Die DWS greift daher nur selektiv zu, über eine bloße Depot-Beimischung kommen die Positionen nicht hinaus. Ähnlich – wenn auch geringfügig besser – sieht es bei Pfandbriefen und Covered Bonds aus.

Knackpunkt: Wie viel ist zum Beispiel angesichts der Probleme auf dem spanischen Immobilienmarkt eine Besicherung durch Objekte vor Ort wert? Auch hier gilt daher für die DWS: selektiv beimischen.

Kaufgelegenheiten: Emerging-Markets-Unternehmensanleihen

Bleiben noch Unternehmensanleihen, um der Zins-Tristesse zu entfliehen. Doch der Markt starrt aktuell auf die laufenden Stresstests im Bankensektor. Kommt nur ein wenig Zweifel an der Stärke der Institute auf, könnte die Diskussion um eine gesicherte Kreditversorgung in den Industriestaaten wieder losgehen.

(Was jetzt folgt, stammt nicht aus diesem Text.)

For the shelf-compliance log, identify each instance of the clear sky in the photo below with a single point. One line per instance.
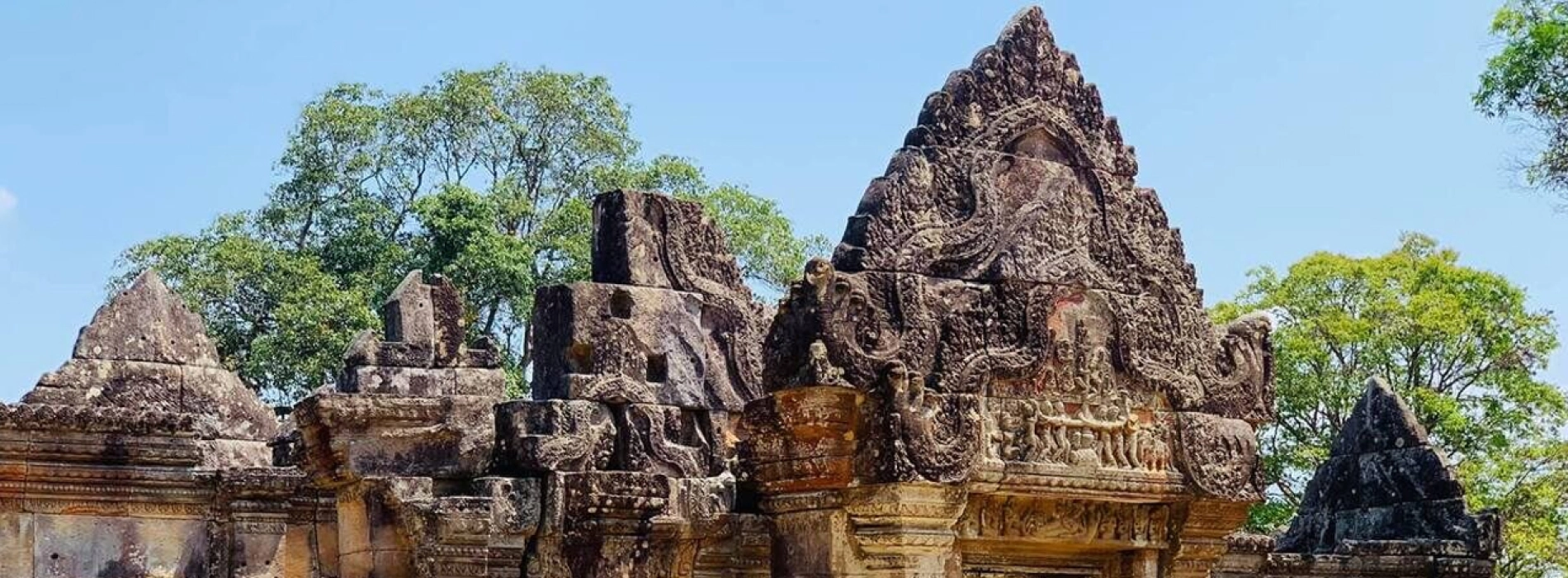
(1270, 129)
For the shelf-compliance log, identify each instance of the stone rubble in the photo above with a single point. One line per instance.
(1005, 369)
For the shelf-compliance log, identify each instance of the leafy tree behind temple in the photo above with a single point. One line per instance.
(485, 176)
(1458, 344)
(1528, 80)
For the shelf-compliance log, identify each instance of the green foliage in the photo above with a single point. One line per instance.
(1528, 80)
(485, 176)
(275, 316)
(1457, 343)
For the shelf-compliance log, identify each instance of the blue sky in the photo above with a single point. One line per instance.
(1270, 129)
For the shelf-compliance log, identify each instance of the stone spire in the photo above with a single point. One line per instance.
(146, 351)
(1383, 481)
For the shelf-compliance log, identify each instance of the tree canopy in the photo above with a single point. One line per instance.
(485, 176)
(1460, 344)
(1528, 80)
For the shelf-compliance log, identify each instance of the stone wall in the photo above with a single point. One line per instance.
(1005, 369)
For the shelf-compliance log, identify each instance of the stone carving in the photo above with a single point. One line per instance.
(1004, 369)
(1015, 318)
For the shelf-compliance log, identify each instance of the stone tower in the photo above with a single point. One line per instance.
(1005, 368)
(1385, 503)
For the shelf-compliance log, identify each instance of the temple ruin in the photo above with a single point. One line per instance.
(1005, 369)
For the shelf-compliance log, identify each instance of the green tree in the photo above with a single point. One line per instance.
(1460, 344)
(1528, 82)
(485, 176)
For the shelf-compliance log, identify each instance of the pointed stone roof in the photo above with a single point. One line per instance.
(146, 351)
(1015, 173)
(1383, 481)
(146, 322)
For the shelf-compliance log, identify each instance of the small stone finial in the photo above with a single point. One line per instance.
(1385, 482)
(146, 351)
(1379, 421)
(146, 322)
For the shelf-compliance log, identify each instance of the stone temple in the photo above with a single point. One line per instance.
(1004, 369)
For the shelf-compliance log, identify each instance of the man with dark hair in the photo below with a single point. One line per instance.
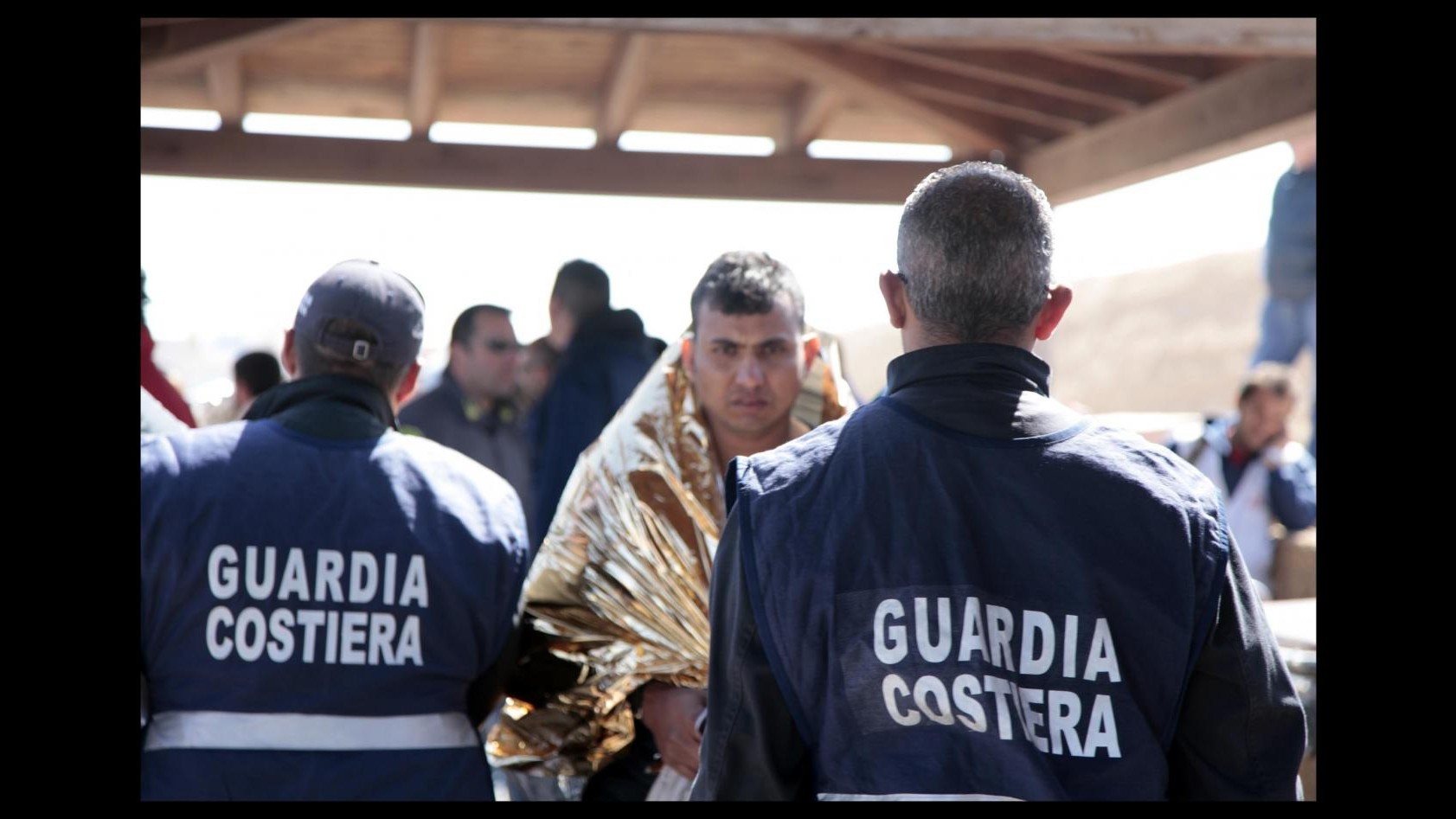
(253, 374)
(326, 603)
(644, 505)
(967, 591)
(539, 362)
(603, 355)
(475, 406)
(1287, 320)
(1261, 475)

Die Gefahr ist umso größer, da der Markt förmlich nach dem Haar in der Suppe sucht. Ein ganzes Büschel schwimmt bereits jetzt schon in der Brühe: Staatspleiten sind nämlich nicht Teil der Simulation.

All das ficht Unternehmen aus den Emerging Markets nicht an – und somit wären auch deren Anleihen nicht von einer Diskussion betroffen. Die Konzerne sind nicht Ziel restriktiver Steuerpläne, da die Staatsverschuldung in den Schwellenländern signifikant geringer ist als in den Industriestaaten.

Das ermöglicht den Ländern mehr Freiheit in der Steuerpolitik und eine gezielte Förderung von Schlüsselindustrien. Bereits jetzt punkten die Schwellenländer laut IWF mit einem prognostizierten Wirtschaftswachstum 2010 von 6,3 Prozent. Dagegen wirken die anvisierten 2,3 Prozent der Industrienationen träge.